A deputada federal Erika Kokay, presidenta do Partidos dos Trabalhadores do Distrito Federal comentou, nesta quarta-feira (4/4), a decisão do Supremo Tribunal Federal (STF) que negou por 6 votos a 5 o habeas corpus de Lula e permitiu a prisão do ex-presidente.

Para Kokay, a decisão do Supremo é uma crônica da morte da Justiça anunciada e o nascedouro de um arbítrio sem limites.

“Nós sabíamos da intenção deles e como se articularam por meio da grande imprensa, de representantes do próprio Supremo, inclusive, a partir de ameaças explícitas de intervenção militar.

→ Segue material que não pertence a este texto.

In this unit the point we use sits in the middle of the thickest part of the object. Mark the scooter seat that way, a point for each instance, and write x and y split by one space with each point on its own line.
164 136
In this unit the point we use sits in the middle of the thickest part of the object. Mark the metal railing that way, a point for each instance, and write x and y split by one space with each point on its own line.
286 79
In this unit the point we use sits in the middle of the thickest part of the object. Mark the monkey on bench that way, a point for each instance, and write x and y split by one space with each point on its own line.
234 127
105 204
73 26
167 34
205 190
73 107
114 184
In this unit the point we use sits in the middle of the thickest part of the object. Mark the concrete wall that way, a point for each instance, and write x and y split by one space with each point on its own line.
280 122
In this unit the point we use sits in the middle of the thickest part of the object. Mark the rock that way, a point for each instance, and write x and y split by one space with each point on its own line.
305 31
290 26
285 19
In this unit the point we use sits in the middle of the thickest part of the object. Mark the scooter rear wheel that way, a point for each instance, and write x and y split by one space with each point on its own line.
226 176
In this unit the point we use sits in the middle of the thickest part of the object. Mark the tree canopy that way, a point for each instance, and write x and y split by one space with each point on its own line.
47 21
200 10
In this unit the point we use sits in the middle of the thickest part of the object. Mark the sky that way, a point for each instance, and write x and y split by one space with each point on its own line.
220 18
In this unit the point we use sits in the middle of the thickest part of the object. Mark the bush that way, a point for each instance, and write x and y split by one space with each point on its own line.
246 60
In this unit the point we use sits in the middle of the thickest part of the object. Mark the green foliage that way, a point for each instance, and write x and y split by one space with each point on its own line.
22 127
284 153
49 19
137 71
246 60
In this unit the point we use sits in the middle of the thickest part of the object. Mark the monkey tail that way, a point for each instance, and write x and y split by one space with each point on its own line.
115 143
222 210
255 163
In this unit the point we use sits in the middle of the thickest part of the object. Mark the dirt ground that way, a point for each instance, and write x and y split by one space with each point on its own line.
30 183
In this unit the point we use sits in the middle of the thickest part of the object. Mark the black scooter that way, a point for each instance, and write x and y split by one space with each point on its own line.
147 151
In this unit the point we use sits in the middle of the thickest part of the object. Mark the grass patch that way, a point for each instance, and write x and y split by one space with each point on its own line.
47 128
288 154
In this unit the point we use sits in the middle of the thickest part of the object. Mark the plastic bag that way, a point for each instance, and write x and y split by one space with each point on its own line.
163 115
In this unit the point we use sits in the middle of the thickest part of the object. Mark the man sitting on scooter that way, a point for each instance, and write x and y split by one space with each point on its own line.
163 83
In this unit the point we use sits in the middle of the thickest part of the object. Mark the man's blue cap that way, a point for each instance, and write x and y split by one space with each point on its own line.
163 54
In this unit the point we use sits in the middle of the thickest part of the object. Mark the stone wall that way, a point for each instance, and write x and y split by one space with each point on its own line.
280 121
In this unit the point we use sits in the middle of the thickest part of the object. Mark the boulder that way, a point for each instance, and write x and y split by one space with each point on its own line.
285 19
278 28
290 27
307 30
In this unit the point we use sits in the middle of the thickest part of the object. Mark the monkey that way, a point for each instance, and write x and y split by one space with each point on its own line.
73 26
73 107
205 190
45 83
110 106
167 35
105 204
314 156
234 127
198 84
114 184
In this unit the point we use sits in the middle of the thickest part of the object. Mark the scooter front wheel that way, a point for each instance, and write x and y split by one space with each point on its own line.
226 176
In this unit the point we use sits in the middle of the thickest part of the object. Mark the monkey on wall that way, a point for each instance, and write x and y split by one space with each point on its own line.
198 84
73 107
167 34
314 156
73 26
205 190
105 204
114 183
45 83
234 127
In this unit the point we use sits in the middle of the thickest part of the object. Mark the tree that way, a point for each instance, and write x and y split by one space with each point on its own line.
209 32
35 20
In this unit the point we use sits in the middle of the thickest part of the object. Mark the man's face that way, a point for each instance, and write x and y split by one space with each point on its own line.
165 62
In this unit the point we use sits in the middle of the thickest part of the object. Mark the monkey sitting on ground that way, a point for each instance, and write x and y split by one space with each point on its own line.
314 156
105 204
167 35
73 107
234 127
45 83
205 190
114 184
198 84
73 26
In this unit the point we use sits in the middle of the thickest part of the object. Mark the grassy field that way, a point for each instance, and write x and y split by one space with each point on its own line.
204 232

É gravíssima a ameaça de intervenção militar, caso Lula não fosse preso”, afirmou a parlamentar. “O que nós assistimos, hoje, foi uma sinfonia macabra, uma urdidura que é simbólica dos períodos sombrios que estamos vivenciando no Brasil”, completou.

Segundo a deputada, ainda que os golpistas possam se utilizar de todos os artifícios, que tenham ao seu dispor os meios de comunicação e o financiamento de empresas, eles não têm a simpatia do povo. “Quem tem o carinho, o respeito e a admiração do povo brasileiro é Luís Inácio Lula da Silva”, afirmou, ao lembrar que o ex-presidente lidera todas as pesquisas de intenção de voto para a disputa presidencial de outubro deste ano. 

Erika acredita que a prisão de Lula é mais um capítulo do golpe que derrubou a presidenta Dilma Rousseff num impeachment fraudulento e sem crime de responsabilidade.

“Estamos diante de um golpe que não fica ensimesmado. Ele vai esgarçando o tecido dos direitos. Já roubou nossa carteira de trabalho, rouba nossa comida, entrega nossas riquezas para os estrangeiros, ameaça nossa soberania nacional e popular e busca roubar nossa dignidade. Não vai conseguir. Esse povo brasileiro, filho de Zumbi dos Palmares e de Dandara, responderá e nós vamos mostrar nossa capacidade de resistência e resiliência diante do arbítrio”, diz a deputada, ao demonstrar otimismo e esperança.

“Não vamos permitir que a ditadura se reinstale. Não vamos nos calar diante de mais um golpe, de um regime de exceção. Tenho convicção de que o povo brasileiro vai reagir, resistir e construir os caminhos para que Lula possa voltar a ser presidente da República”, finalizou.